Influence of fibre shrinkage and stretching on the mechanical properties of self-reinforced poly(ethylene terephthalate) composite

Self-reinforced poly(ethylene terephthalate) composite laminates were manufactured from fabric using a hot press. Fabric was either allowed to shrink or exposed to stretching during different phases of the manufacturing process. Composite macrostructure, crimp, was investigated and results showed that shrinkage affects fibre crimp more than stretching does. Mechanical tests showed that shrinkage do not significantly affect mechanical properties while stretching fabric by 10% during heating results in 50% increase in tensile stiffness. The lack of correlation between crimp and mechanical properties indicates that mechanical properties for self-reinforced poly(ethylene terephthalate) composites are dominated by their microstructure, molecular orientation, which may be affected by the manufacturing process.

Influence of fibre stretching on the microstructure of self-reinforced poly(ethylene terephthalate) composite

Self-reinforced poly(ethylene terephthalate) laminates were prepared from woven fabric by compression moulding. The fabric was stretched to different degrees during heating before hot consolidation to simulate a manufacturing process where the material is stretched through forming. High tenacity poly(ethylene terephthalate) fibres with different degrees of stretching were prepared for a comparison to laminates.

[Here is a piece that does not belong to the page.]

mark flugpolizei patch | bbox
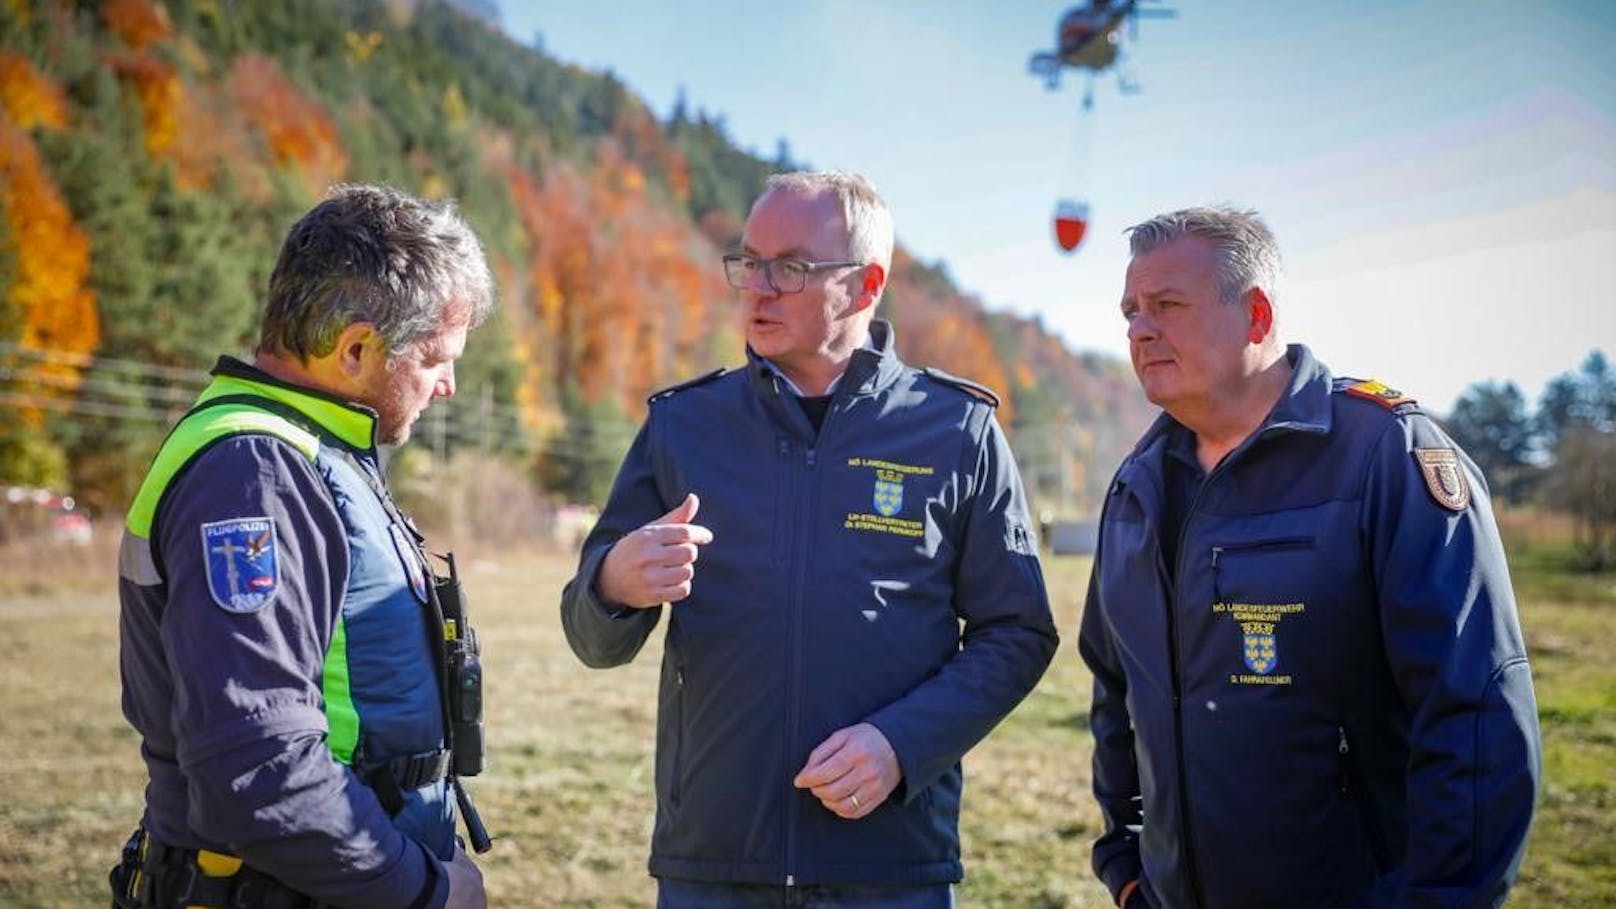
[201,517,279,613]
[1414,448,1471,512]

Tensile tests were made to characterize mechanical properties, while dynamical mechanical analysis, differential scanning calorimetry, FTIR spectroscopy and X-ray diffraction analysis were employed to study microstructural changes caused by the stretching. Tensile tests show that 13% stretching of the fabric increases the laminate tensile stiffness by 34%. However, same degree of stretching for pure fibres increases the fibre tensile stiffness by 111%. Crystallinity and molecular conformations are not influenced by stretching while shrinkage upon heating increases with degree of stretching. Shrinkage is known to be related to disorientation of non-crystalline regions whereof the conclusion from this study is that the increased tensile properties are due to orientation of the non-crystalline regions of the fibre.